Since the map number is calculated and added to the map data, the region number belonging to each map data is saved as a bit string, and the bit operation of the bit string is performed to determine in which area on the map the map data exists. This makes it possible to make an extremely fast determination. In particular, at the time of display, the area number of the display area and the area number of the stored map data are logically operated in bit correspondence, and when they match, the area is determined as the display target and the map can be displayed quickly and easily.

[Brief description of drawings]

FIG. 1 is a principle block diagram of the present invention.

FIG. 2 is a flowchart explaining the operation of the present invention.

FIG. 3 is an explanatory diagram of area numbers / bit strings according to the present invention.

FIG. 4 is an explanatory diagram of area numbers, map data, and display areas according to the present invention.

FIG. 5 is a flowchart for creating a bit string of the present invention.

FIG. 6 is an explanatory diagram of creating a bit string of the present invention.

FIG. 7 is an explanatory flowchart of a conventional technique.

[Explanation of symbols]

 1: Map system 2: Area number creating means 3: Input / output means 4: Display means 5, 6: Map data 7: Display device

Claims (3)

[Claims] 1. An X-direction and Y-direction bit string (21) for dividing an entire map into a plurality of regions in the X and Y directions and assigning region numbers, and setting region numbers existing for each map data.
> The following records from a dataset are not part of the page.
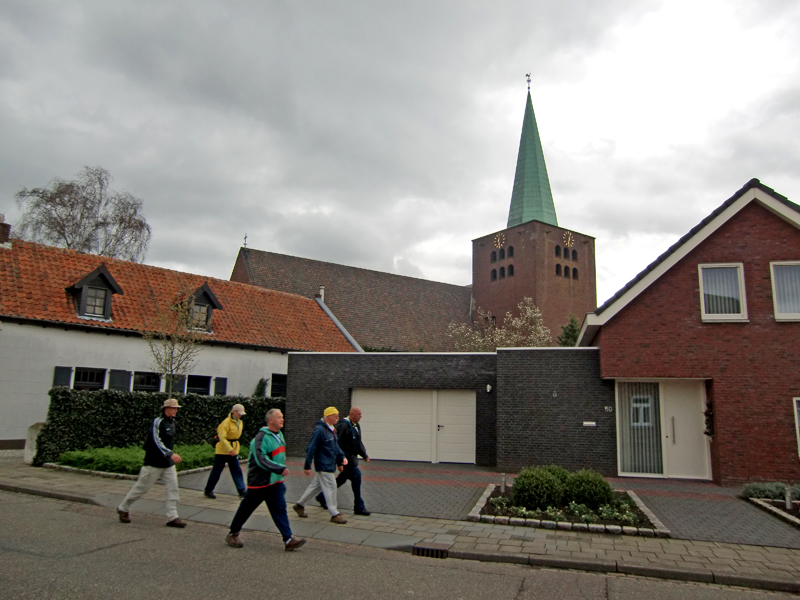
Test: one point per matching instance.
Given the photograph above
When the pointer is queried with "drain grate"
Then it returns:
(432, 550)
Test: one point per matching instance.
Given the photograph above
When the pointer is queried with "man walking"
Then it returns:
(348, 432)
(159, 462)
(265, 472)
(227, 452)
(324, 450)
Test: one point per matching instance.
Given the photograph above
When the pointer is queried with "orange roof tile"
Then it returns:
(34, 278)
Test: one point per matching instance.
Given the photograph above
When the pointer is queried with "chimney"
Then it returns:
(5, 230)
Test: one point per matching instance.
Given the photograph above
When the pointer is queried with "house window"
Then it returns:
(641, 411)
(89, 379)
(96, 302)
(786, 290)
(146, 382)
(722, 292)
(200, 316)
(198, 384)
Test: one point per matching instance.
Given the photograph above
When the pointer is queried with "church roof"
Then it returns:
(380, 310)
(531, 199)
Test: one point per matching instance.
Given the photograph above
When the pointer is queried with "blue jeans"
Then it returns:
(353, 474)
(275, 498)
(220, 460)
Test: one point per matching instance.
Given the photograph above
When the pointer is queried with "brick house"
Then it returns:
(703, 347)
(74, 319)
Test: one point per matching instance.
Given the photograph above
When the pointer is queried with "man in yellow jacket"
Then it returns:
(227, 452)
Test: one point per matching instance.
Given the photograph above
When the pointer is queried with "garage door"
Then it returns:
(422, 425)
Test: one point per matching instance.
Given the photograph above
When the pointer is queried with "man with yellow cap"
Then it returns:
(324, 451)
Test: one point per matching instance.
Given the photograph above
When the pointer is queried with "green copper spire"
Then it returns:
(531, 199)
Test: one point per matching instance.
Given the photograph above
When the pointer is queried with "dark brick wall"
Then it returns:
(752, 367)
(544, 396)
(320, 380)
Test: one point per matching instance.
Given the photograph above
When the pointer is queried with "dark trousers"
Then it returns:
(220, 460)
(274, 496)
(353, 474)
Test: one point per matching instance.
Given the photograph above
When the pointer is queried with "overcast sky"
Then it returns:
(385, 134)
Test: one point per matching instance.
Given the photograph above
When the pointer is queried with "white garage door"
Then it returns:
(424, 425)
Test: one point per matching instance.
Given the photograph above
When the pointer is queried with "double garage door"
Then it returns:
(422, 425)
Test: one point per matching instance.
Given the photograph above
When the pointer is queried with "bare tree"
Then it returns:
(176, 341)
(86, 216)
(526, 330)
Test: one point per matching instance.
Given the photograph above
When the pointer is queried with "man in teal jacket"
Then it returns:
(265, 472)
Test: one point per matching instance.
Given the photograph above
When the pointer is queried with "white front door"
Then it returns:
(424, 425)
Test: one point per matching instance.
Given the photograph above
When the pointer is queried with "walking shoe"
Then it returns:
(176, 523)
(293, 543)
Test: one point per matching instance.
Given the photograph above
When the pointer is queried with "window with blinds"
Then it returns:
(722, 292)
(786, 290)
(638, 411)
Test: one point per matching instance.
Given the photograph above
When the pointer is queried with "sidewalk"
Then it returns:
(690, 560)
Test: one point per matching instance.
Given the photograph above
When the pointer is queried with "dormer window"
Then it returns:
(205, 302)
(92, 294)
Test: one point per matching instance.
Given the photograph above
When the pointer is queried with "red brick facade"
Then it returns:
(752, 368)
(534, 265)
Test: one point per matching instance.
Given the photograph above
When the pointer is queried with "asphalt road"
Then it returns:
(51, 549)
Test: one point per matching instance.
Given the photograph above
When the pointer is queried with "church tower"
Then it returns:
(534, 257)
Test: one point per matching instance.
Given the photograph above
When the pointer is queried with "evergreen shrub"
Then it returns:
(536, 488)
(588, 487)
(77, 420)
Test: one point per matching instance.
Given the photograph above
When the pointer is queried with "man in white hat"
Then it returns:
(159, 462)
(227, 452)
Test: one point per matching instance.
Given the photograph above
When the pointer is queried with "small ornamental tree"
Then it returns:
(569, 332)
(176, 341)
(526, 330)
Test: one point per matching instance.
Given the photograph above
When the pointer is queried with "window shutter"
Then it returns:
(119, 380)
(62, 376)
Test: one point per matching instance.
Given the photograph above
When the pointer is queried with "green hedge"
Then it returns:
(110, 418)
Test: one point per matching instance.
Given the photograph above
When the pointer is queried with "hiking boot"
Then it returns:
(176, 523)
(293, 543)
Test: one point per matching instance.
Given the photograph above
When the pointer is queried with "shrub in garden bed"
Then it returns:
(554, 494)
(129, 460)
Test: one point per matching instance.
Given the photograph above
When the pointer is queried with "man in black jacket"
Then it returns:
(349, 433)
(159, 462)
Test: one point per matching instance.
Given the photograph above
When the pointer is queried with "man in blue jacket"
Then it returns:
(324, 450)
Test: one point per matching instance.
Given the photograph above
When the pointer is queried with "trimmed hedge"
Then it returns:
(78, 420)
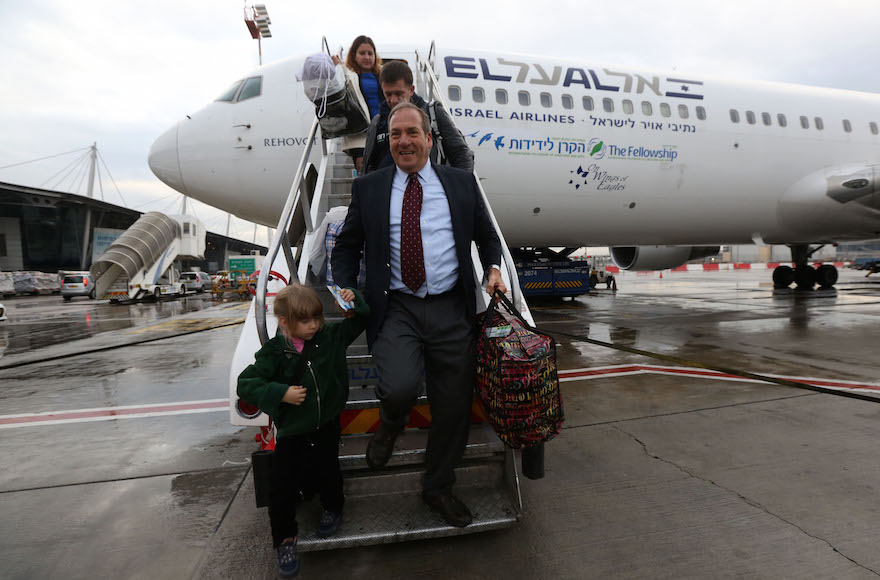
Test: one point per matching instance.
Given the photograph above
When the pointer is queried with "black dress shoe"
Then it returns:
(450, 507)
(381, 446)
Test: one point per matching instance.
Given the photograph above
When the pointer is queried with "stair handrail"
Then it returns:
(425, 67)
(280, 239)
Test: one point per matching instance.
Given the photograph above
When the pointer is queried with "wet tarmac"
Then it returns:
(117, 457)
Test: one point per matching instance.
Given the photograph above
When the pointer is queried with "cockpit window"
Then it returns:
(229, 93)
(252, 88)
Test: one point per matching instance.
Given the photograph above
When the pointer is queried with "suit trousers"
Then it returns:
(429, 342)
(301, 466)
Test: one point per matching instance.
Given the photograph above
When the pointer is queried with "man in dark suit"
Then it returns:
(414, 223)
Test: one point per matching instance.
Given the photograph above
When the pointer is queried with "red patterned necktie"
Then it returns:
(412, 260)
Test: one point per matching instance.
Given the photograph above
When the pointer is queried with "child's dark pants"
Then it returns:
(307, 463)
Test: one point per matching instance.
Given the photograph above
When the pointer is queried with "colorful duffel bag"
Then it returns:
(517, 382)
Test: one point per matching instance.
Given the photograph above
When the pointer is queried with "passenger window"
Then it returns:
(252, 88)
(567, 102)
(229, 93)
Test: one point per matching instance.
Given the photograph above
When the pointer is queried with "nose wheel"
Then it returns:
(804, 276)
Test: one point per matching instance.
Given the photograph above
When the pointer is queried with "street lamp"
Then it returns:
(257, 20)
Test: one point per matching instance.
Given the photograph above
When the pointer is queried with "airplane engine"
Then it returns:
(658, 257)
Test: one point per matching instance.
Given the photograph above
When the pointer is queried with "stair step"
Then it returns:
(409, 449)
(337, 199)
(401, 516)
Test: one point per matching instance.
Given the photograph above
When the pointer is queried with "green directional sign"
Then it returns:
(245, 263)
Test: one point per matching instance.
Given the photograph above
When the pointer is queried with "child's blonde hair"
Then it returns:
(298, 303)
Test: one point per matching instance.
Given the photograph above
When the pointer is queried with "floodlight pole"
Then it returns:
(256, 18)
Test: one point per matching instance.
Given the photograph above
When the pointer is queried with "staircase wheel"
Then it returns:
(255, 275)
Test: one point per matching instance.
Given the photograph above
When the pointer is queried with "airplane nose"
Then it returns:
(164, 161)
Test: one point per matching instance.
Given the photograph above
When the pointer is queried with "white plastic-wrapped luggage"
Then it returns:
(336, 103)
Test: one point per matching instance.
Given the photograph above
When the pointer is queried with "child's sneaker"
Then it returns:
(329, 524)
(288, 560)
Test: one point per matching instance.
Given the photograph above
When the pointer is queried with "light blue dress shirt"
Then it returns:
(438, 243)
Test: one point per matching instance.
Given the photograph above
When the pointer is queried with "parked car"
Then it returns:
(77, 285)
(198, 281)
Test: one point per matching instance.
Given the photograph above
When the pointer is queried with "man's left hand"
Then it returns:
(495, 282)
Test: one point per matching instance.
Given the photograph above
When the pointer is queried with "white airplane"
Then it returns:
(661, 167)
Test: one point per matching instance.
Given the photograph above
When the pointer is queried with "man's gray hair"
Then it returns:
(426, 122)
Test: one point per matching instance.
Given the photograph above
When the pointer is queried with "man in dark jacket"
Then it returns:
(396, 82)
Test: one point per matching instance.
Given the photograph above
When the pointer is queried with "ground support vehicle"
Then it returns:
(231, 282)
(554, 277)
(77, 284)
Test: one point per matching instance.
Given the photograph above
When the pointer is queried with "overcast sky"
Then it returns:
(120, 72)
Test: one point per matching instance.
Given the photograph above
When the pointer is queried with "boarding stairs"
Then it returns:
(384, 505)
(139, 263)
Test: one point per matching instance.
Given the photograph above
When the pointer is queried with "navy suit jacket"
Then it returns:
(366, 232)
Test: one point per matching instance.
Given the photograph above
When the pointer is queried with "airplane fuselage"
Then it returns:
(574, 153)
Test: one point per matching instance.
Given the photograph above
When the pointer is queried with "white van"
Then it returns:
(198, 281)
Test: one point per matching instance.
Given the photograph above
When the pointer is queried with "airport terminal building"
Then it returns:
(49, 231)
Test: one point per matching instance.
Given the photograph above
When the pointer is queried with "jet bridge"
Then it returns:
(139, 263)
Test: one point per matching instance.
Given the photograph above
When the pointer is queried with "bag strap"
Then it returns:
(435, 131)
(508, 305)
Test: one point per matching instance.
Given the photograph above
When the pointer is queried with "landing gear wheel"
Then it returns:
(826, 275)
(805, 277)
(783, 276)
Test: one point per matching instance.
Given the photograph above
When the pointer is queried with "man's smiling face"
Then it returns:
(410, 144)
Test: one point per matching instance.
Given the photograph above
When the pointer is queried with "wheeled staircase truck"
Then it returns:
(140, 263)
(383, 505)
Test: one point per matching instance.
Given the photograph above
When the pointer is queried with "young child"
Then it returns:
(362, 64)
(304, 401)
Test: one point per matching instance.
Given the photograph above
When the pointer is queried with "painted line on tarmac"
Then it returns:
(113, 413)
(222, 405)
(626, 370)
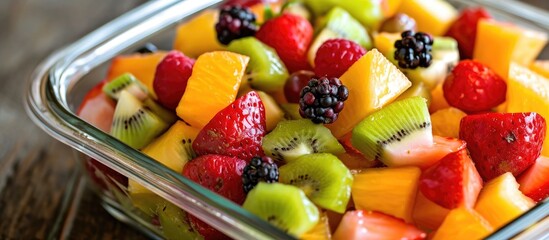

Area number creating means (2) for creating a bit string (21) in the X and Y directions in which the bit of the area number existing in a rectangle containing the map data is set to 1 for each map data on the map. A map system comprising: the created X-direction and Y-direction bit strings (21) added to map data. 2. The area number creating means (2) sets, for each piece of map data on the map, each node constituting the map data and the bit of the area number at which the line segment connecting the nodes intersects to each other. Bit strings in the X and Y directions (2
1) are created respectively, and the created X direction and Y are created.
The map system according to claim 1, wherein a bit string (21) in the X and Y directions is created by ORing the bit strings (21) in each direction. 3. The bits of the area number in the X direction and the Y direction from the area number of the node to the area numbers of other nodes are used as the area number bits at which the line segments connecting the nodes intersect. 3. The map system according to claim 2, wherein a bit string (21) in the X direction and the Y direction is set to 1.